To report the long-term complications of continent cutaneous urinary diversion(CCUD) in spinal cord injured(SCI) patients unable to perform intermittent self-catheterization(ISC) through the urethra. Between July 2001 and January 2012, adult SCI patients with a neurogenic bladder who underwent CCUD according to Mitrofanoff's/Monti's/Casale's principle were enrolled. A concomitant supratrigonal and augmentation enterocystoplasty were performed because of refractory detrusor overactivity or low bladder compliance. Early postoperative complications were reported according to Clavien-Dindo classification. Long-term complications, stomal and urethral continence, renal function, urodynamic parameters and quality-of-life were assessed. Overall, 29 consecutive SCI patients were included, median age 35 years (IQR 26-46). Median follow-up time was 66 months (IQR 50-80). Two post-operative severe complications (grade III-IV) were reported. One patient had a stomal stenosis and another patient a tube stenosis. Both were treated by dilation. Two patients developed fistulae between the tube and the skin and required a surgical treatment.
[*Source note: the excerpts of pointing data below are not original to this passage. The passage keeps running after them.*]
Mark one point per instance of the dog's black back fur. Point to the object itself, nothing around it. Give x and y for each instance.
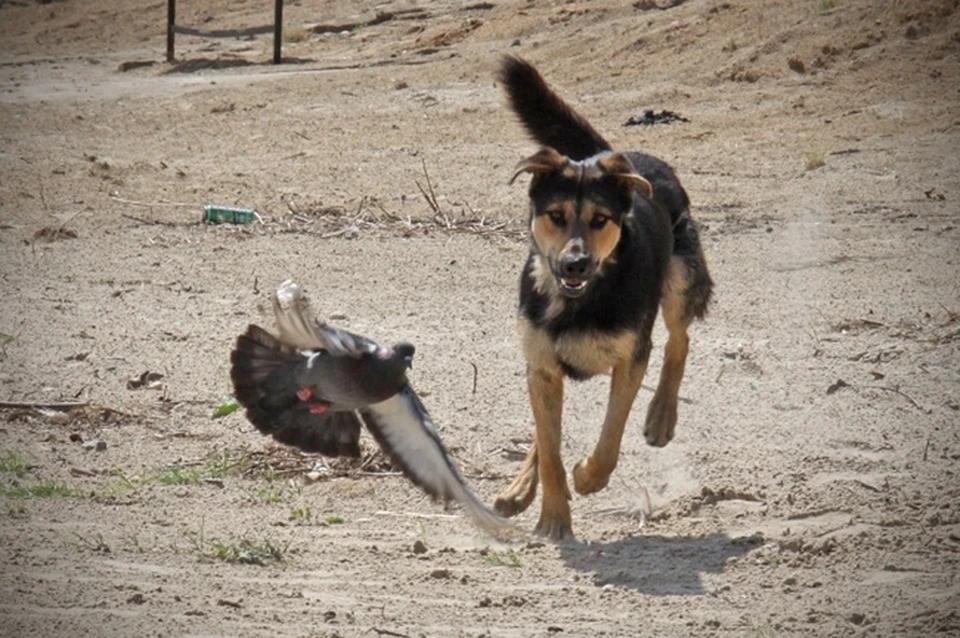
(627, 296)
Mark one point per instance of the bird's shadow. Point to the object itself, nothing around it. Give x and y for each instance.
(656, 565)
(193, 65)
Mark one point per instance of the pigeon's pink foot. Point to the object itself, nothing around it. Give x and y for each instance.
(319, 407)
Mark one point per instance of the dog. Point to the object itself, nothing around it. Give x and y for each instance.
(612, 244)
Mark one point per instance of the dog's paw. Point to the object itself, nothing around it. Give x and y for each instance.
(661, 422)
(516, 498)
(555, 528)
(587, 479)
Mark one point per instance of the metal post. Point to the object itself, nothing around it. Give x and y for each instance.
(171, 20)
(277, 30)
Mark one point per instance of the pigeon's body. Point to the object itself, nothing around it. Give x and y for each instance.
(314, 386)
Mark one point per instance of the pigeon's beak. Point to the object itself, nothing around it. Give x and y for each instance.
(406, 351)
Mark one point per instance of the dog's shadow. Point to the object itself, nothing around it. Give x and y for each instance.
(656, 565)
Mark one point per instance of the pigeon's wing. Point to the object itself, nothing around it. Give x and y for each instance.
(264, 372)
(298, 328)
(330, 434)
(405, 432)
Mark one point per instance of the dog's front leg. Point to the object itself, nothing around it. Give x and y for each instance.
(546, 399)
(592, 473)
(518, 496)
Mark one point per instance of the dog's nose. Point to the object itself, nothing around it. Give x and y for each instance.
(575, 266)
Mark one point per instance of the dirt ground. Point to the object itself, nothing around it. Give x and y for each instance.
(812, 488)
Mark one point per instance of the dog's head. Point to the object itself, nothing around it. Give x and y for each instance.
(577, 211)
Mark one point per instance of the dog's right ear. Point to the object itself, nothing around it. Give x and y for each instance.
(544, 161)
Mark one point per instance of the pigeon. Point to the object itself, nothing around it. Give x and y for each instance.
(314, 386)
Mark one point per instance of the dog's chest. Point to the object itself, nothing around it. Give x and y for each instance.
(591, 353)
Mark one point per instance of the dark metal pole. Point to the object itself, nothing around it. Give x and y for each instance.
(277, 30)
(171, 20)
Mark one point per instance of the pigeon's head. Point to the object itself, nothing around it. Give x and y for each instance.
(400, 354)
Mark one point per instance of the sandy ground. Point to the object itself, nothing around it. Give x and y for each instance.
(812, 488)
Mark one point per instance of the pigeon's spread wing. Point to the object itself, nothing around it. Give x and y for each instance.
(297, 327)
(263, 371)
(404, 430)
(330, 434)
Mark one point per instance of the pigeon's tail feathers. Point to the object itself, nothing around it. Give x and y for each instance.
(405, 432)
(295, 322)
(298, 328)
(548, 119)
(264, 372)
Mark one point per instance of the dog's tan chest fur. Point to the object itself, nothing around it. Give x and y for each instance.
(588, 352)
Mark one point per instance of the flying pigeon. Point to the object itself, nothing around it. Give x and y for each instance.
(313, 386)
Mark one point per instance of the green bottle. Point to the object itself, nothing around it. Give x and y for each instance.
(228, 214)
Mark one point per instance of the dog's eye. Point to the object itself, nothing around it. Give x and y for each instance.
(558, 218)
(599, 221)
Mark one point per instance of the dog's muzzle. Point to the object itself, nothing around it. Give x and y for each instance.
(573, 274)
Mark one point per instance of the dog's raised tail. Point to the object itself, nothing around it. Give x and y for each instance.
(548, 119)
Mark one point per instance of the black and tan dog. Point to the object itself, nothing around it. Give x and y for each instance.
(613, 243)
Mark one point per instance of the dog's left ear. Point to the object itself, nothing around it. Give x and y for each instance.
(544, 161)
(619, 166)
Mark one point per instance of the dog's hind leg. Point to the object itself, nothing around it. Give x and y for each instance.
(679, 310)
(592, 473)
(518, 496)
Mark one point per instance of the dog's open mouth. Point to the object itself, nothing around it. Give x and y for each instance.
(572, 287)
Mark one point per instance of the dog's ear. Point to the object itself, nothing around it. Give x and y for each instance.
(543, 161)
(618, 165)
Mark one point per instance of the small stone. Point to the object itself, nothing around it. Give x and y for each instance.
(95, 444)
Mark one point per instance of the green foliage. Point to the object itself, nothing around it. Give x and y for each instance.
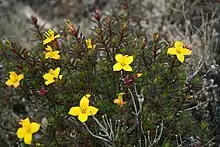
(84, 70)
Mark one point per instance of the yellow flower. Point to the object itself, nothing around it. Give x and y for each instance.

Three patients had bladder stones managed with endoscopy. Two patients had remnant stress urine leakage through the urethra, which was treated surgically: one received periurethral balloons(ACTTM ) and one a tension-free vaginal tape. Creatinine clearance remained stable postoperatively. Urodynamic parameters were significantly improved. At last follow-up, 100% of patients had a catheterizable continent stoma and urethral continence was achieved in 96%. An improvement of quality-of-life was reported by 90% of patients. CCUD allowed these patients to keep ISC as a voiding pattern and to be continent without any appliance. The main complications were related to the tube and to bladder enlargement; thus, annual monitoring is required. Neurourol. Urodynam. 35:1046-1050, 2016. © 2015 Wiley Periodicals, Inc.